I’ve admitted it before: I can be awkward at networking events. While I’m an outgoing person, I’m reluctant to randomly approach people I don’t know. If I attend an event with a group of colleagues, I’ll talk mostly to them. If I’m by myself, you might find me near the bar or slowly circling the room to avoid the embarrassment of standing alone. I’ve heard from many other professionals who’ve expressed similar feelings.
For career development, though, these events can be important. And sometimes we just can’t avoid them if they’re a part of our jobs. We can’t always count on going with colleagues or running into people we know. So how can those of us who struggle with networking events get the most out of them? Here are three easy steps that might help:
- Head straight to the bar. No, no, not because you need booze to make it through. This move provides you with an immediate destination when you arrive and something to do when you first walk into the room, other than stand there awkwardly. (Also, you never know who you might meet at the bar.)
- Once you have a drink in hand, briefly survey the room. Look for someone standing alone, or a small group of two or three people. I usually look for people at a standing table, which provides a set location and somewhere I can set my drink or a plate of appetizers. It also makes it easier for other people to join the group.

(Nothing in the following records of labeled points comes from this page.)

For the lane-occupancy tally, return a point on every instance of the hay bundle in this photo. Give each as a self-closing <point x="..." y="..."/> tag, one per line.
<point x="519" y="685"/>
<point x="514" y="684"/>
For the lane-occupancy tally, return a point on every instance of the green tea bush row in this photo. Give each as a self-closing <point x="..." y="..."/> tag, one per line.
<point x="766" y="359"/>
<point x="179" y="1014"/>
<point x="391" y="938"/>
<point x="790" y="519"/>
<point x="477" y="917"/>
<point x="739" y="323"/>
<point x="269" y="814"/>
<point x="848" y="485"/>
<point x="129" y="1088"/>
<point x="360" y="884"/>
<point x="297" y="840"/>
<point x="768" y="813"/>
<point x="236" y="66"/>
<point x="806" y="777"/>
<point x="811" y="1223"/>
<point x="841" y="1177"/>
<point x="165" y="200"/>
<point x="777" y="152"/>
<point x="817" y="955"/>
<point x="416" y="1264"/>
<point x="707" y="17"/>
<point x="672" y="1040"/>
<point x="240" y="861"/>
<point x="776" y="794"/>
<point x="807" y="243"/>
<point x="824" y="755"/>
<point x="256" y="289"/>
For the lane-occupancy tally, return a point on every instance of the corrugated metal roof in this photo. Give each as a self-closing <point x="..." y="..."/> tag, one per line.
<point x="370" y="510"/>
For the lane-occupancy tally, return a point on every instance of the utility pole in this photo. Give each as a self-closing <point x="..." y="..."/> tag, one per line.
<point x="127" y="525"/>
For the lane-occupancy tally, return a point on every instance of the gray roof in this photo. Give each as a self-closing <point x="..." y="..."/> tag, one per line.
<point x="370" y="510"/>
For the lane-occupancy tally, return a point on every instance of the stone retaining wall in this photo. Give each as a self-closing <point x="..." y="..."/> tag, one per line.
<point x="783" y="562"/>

- Once you’ve identified a target, simply approach and introduce yourself. Do so not too aggressively—don’t startle or abruptly interrupt a conversation. But be confident. Don’t linger and wait for your target to notice you. Use body language to indicate your intention to join (like setting your drink on the standing table). This cold-turkey approach can be hard for some of us, I know. It is for me. But I’ve discovered, lo and behold, people go to networking events to meet other people (I know, a groundbreaking insight). Approaching a new person and starting a conversation is, in fact, something that’s kind of expected at networking events.